I am 64 and retired a year and a half ago.

I grew up in a terribly abusive and unsupportive home, an environment that almost killed me many times before I finally escaped in my early 20s. Things seemed fine for many years but I didn't know I was suffering from PTSD until about 5 years ago and sought professional help in dealing with it.

Through my life I haven't had much luck with relationships. My first marriage was short and disastrous, my second was 13 years and seemed much better until I realized I had manipulated for YEARS - that was the end of that. I did find love briefly but my love died of a brain tumour after only a couple of years and before we figured out how our relationship was to fit together. Everybody I ever cared about used me and manipulated me (except for the one who died) and eventually betrayed me.

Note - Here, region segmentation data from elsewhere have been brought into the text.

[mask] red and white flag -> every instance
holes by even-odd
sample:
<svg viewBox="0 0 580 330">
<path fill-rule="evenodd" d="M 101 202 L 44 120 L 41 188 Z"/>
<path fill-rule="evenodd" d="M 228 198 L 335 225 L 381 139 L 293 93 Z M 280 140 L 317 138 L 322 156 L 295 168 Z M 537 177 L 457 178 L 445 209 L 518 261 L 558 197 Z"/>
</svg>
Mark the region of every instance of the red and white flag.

Ever since childhood I have had bad dreams, dreams full of conflict, pain, and troubles, and have never had good dreams, pleasant dreams. In the past year, the bad dreams have become worse. It is a "good" morning when I wake up with no memory of bad dreams.

I don't know if it is of any use to go to a therapist or if it is a waste of money. I don't know if I can be "fixed" or if it is just the result of a rotten life. It would be nice to have peace in my senior years but .......

Has anyone else had bad dreams in the long-term? If you did and you don't have them any more, what made the difference?

Thanks girls!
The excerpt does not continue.